De kantonrechter heeft vastgesteld dat [eiseres] een spoedeisend belang heeft bij haar vordering, maar dat er onvoldoende bewijs is om te concluderen dat WOZL als opvolgend werkgever kan worden aangemerkt. De rechter heeft de verklaringen van beide partijen en hun getuigen kritisch beoordeeld, maar kon niet tot een eenduidige conclusie komen. De verklaringen stonden op wezenlijke punten diametraal tegenover elkaar, wat het moeilijk maakte om te bepalen wie in deze kwestie gelijk had. Hierdoor was er onvoldoende basis om de gevraagde voorzieningen toe te wijzen.

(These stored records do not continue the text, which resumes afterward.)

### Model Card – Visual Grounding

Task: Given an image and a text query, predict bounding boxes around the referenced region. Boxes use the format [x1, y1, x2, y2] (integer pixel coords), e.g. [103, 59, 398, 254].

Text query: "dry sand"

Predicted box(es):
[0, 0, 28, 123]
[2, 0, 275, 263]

Uiteindelijk heeft de kantonrechter de gevraagde voorzieningen geweigerd en [eiseres] in de proceskosten veroordeeld. De beslissing benadrukt de noodzaak van nader onderzoek in een bodemprocedure om de feiten rondom de overname van personeel en de relatie tussen Licom en WOZL beter te begrijpen.

Uitspraak

RECHTBANK LIMBURG

Zittingsplaats: Heerlen
Burgerlijk recht
Zaak/rolno.: 2416548 CV EXPL 13-8763
JS
Vonnis van de kantonrechter ex art. 254 Rv d.d. 21 november 2013
inzake:
[eiseres],
wonende aan de [adres]
[woonplaats]
gemachtigde: mr. A.W. van Duijnhoven, Abvakabo FNV te Weert,
eiseres,
t e g e n
de besloten vennootschap WERKVOORZIENINGSCHAP OOSTELIJK ZUID-LIMBURG ONDERSTEUNING BV (WOZL),
gevestigd aan de Kloosterweg 1,
6412 CH Heerlen,
gemachtigden: mr. I. Swennen en mr. J.J.M.C. Huppertz te Maastricht,
gedaagde.

1.VERLOOP VAN DE PROCEDURE:

1.1.
[eiseres] heeft een dagvaarding met producties ingediend en haar standpunt ter zitting mondeling toegelicht aan de hand van overgelegde pleitaantekeningen.
1.2.
WOZL heeft ter zitting mondeling verweer gevoerd conform overgelegde conclusie van antwoord met productie. Eerder had WOZL al een andere productie ingezonden.
1.3.
Vervolgens is vonnis bepaald, waarvan de uitspraak is gesteld op heden.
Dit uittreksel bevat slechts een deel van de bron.